05/29/2022 / By Cassie B.
The media hysteria surrounding monkeypox is largely leaving out one very important part of the story: The disease poses very little risk to most people and is being spread largely through men having sex with men.
This is something that even the World Health Organization has quietly admitted. In confirming around 200 cases of the virus on Monday, WHO officials said that while anyone can technically contract it, the recent surge has been tied to homosexual men.
In fact, Dr. David Heymann, who served as the chair of a meeting of the WHO’s advisory group on infectious disease, said that the leading theory explaining the spread was sexual transmission at events recently held in Spain’s Canary Islands and Belgium. In the past, monkeypox has not triggered widespread outbreaks outside of Africa, where the disease is endemic in animals.
Heymann told The Associated Press: “We know monkeypox can spread when there is close contact with the lesions of someone who is infected, and it looks like sexual contact has now amplified that transmission.
“It’s very possible there was somebody who got infected, developed lesions … and then spread it to others when there was sexual or close, physical contact.”
Of course, if they drew attention to that fact, it would make it harder for them to convince the masses to line up for the monkeypox vaccine that will inevitably be pushed on the population much in the same way that people are being bullied into getting COVID-19 vaccines.
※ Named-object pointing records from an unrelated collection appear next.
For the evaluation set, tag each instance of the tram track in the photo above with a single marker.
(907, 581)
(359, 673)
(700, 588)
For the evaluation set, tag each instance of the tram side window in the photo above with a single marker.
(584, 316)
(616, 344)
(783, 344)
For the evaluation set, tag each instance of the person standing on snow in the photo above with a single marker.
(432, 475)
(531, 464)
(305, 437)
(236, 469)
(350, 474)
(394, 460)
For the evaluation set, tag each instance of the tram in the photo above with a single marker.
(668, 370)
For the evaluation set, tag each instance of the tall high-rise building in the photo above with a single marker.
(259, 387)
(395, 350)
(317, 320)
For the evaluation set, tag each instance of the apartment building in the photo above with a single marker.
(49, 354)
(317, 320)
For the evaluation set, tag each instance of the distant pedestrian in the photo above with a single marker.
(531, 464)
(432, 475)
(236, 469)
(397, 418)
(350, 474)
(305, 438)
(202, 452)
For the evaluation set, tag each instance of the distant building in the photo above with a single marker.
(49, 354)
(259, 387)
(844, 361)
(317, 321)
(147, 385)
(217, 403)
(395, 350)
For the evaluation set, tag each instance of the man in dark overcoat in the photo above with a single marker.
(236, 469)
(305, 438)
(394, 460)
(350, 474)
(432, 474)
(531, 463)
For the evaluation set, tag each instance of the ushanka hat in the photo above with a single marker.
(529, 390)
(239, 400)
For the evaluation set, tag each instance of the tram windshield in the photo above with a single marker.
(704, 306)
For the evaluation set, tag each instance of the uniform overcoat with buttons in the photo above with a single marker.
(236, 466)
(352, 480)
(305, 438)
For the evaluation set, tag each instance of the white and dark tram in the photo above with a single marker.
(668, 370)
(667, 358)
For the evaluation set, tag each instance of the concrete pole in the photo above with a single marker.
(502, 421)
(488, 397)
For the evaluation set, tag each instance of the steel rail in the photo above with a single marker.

Belgian officials have already announced a mandatory 21-day quarantine for people who contract the disease, while Germany has confirmed four cases of monkeypox stemming from exposure at “party events … where sexual activity took place.”
Speaking on Real America’s Voice, former WHO Consultant and Senior Advisor to the U.S. Department of Health and Human Services for the COVID-19 response, Dr. Paul Alexander called the hysteria a “gross overreaction” to a disease that is much milder than smallpox. He said that there is a small chance of droplet infection but the risk to the general population is low overall. While it’s prudent to keep an eye on it for public health reasons, there is no reason to overreact.
Epidemiologist Dr. Peter McCullough echoed this sentiment, calling for people to keep calm as the disease has a low risk of spreading and is relatively easy to treat with proper medical care.
Speaking on The Alex Jones Show, he noted: “There should be absolutely no panic. It’s almost analogous to chickenpox and someone having lots of pustular vesicular lesions is readily identified. We can manage this. The treatment is actually very well tolerated. TPOXX drug taken twice a day is perfectly fine.”
To illustrate its limited spread, he pointed out that there have been just 700 reported cases of monkeypox in the last half century, nearly all of them in the Congo. Moreover, it has plenty of symptoms, making it easy to identify people who have the disease so its spread can be limited. He added that governments buying up millions of vaccine doses was a “hyperbolic response.”
According to experts, monkeypox does not spread as easily among humans as Covid because it requires close intimate contact and mainly enters the body through broken skin via bodily fluids. It’s a self-limiting illness, and most people will recover within a few weeks, even without treatment.
Unfortunately, as long there is money to be made on vaccines, there will be no end to the fearmongering over this and other diseases. The Covid pandemic has demonstrated just how much money there is to make from disease outbreaks, and now everyone is looking for the next cash cow.